The second allegation also fails to plead grounds for estoppel because Impex has not alleged that it relied on the Survey Report to its detriment. In order to claim estoppel, a plaintiff must prove that he detrimentally relied on defendant's conduct. See National Tea Co. v. Commerce & Industry Insurance, 119 Ill.App.3d 195, 74 Ill.Dec. 704, 456 N.E.2d 206 (1st Dist. 1983); Kennedy v.

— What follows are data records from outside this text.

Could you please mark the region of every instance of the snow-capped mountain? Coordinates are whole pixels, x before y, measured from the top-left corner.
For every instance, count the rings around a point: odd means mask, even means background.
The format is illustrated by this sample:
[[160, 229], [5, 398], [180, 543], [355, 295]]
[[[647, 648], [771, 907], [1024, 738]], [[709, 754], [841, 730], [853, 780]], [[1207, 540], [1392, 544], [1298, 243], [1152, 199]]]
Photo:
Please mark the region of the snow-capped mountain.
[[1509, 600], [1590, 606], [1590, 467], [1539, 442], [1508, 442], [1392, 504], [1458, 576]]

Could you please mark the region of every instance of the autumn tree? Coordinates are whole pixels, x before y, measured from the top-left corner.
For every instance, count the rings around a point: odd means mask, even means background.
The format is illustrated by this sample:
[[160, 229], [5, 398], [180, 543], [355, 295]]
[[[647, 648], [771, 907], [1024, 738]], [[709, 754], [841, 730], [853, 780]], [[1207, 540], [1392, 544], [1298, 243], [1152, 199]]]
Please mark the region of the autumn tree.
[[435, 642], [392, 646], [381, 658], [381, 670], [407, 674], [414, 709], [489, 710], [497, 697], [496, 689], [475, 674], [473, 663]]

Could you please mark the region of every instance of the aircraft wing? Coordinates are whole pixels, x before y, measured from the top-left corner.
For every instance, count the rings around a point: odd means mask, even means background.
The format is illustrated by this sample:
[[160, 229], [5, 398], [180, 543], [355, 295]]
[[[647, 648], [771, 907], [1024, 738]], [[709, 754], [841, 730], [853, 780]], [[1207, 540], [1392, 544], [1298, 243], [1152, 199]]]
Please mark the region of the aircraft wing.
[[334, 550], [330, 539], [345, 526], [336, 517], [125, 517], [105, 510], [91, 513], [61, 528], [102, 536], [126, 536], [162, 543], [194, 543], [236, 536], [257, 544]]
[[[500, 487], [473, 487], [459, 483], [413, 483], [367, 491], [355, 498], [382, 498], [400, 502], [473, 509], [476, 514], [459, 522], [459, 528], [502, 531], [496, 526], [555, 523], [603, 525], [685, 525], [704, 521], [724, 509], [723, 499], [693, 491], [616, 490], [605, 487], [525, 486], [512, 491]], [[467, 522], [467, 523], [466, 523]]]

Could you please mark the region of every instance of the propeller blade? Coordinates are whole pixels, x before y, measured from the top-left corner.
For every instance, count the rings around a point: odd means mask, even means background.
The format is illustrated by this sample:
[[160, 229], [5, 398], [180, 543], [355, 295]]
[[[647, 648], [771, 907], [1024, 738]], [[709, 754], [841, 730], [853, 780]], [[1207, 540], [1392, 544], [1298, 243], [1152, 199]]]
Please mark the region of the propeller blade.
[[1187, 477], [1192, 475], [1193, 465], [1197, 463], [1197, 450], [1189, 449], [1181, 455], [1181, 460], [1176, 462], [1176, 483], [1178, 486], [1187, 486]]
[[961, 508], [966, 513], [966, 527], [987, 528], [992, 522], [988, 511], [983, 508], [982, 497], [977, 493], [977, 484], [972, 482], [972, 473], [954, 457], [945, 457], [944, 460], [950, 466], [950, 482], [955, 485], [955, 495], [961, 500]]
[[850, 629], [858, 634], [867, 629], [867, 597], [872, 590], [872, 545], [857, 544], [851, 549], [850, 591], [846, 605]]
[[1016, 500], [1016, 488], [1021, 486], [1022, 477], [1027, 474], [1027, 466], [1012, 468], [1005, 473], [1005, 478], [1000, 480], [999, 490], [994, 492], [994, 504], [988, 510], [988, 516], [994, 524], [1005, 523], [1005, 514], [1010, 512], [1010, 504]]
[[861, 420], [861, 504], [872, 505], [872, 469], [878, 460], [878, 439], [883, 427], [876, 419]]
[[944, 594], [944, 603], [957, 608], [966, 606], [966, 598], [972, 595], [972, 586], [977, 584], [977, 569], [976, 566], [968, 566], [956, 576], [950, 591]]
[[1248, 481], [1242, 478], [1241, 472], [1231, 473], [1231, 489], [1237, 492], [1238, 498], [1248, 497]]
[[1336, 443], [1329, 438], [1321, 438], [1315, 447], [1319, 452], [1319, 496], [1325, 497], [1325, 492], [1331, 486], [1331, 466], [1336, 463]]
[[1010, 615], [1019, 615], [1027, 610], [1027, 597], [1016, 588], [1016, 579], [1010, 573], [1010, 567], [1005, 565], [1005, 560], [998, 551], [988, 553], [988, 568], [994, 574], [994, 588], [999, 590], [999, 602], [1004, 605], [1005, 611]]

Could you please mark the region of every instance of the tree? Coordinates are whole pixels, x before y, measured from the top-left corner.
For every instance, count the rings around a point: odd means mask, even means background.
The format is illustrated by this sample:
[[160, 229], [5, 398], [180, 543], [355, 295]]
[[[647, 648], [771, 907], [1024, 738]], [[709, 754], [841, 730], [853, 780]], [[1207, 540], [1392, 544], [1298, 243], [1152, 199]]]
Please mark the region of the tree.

Hospital Service Corp., 118 Ill.App.3d 584, 74 Ill.Dec. 176, 455 N.E. 3d 206 (1st Dist.1983); Ames v. Crown Life Insurance Co. of Toronto, Canada, 85 Ill.App.3d 203, 40 Ill.Dec. 521, 406 N.E.2d 222 (3d Dist.1980); G. Couch, 18 Cyclopedia of Law (2d), s 71.16 at 233, s 71.17 at 233, s 71.19 at 235 (1983). See also Sur v. Glidden-Durkee, 681 F.2d 490 (7th Cir.1982) (applying Indiana law).
The only reliance pleaded by Impex in the complaint is its decision to contract to pay Channelwise prior to obtaining FDA acceptance of the shrimp. At the time the Survey Report was written, Impex had already contracted with Channelwise. Impex has not even alleged that it ever received this report, and, if it did not receive or otherwise acquire knowledge of the report, it is obvious there could have been no reliance.
It may be that Impex can allege that Aetna waived its rights under the policy, since waiver does not require reliance. See National Tea, 119 Ill.App.3d at 204-05, 74 Ill.Dec. at 711, 456 N.E.2d at 213; Ames, 85 Ill.App.3d at 206, 40 Ill.Dec. at 523, 406 N.E.2d at 224. In order to allege waiver, however, Impex must be prepared to demonstrate that Aetna voluntarily and intentionally relinquished a known and existing right. Ames, 85 Ill.App.3d at 204, 40 Ill. Dec. at 523, 406 N.E.2d at 224. Waiver can occur either through express language or by conduct. When the plaintiff seeks to prove waiver by conduct, he must demonstrate a clear, unequivocal and decisive act of waiver. National Tea, 119 Ill.App.3d at 205, 74 Ill.Dec. at 712, 456 N.E.2d at 214. The plaintiff must also demonstrate that the insurer had knowledge of all material facts before it deliberately waived its rights. Kennedy, 118 Ill.App.3d at 588, 74 Ill.Dec. at 706, 455 N.E.2d at 208. If Impex can in good faith allege such an act or expression of waiver, or can allege its own detrimental reliance on Aetna's conduct outside of the language of the policy itself, then Impex may amend Count V to include either a waiver or estoppel allegation.
CONCLUSION
Count III is dismissed with prejudice; defendant's motion to dismiss Count IV is denied; and Count V is dismissed without prejudice. Plaintiff has until July 1, 1985, to amend Count V. Defendant has until July 22, 1985, to answer or otherwise plead to amended Count V.
. Ledingham did not discuss ¶ 767 at all, and a later Fifth District case held that ¶ 767 barred any private cause of action. See Fisher v. Fidelity & Deposit Co. of Maryland, 125 Ill.App.3d 632, 80 Ill.Dec. 880, 466 N.E.2d 332 (5th Cir.1984).
. Paragraph 261(e) defines a consumer as any person who purchases or contracts for purchase of merchandise not for resale in the ordinary course of his trade or business but for his use or that a member of his household. N.D.I11 1985.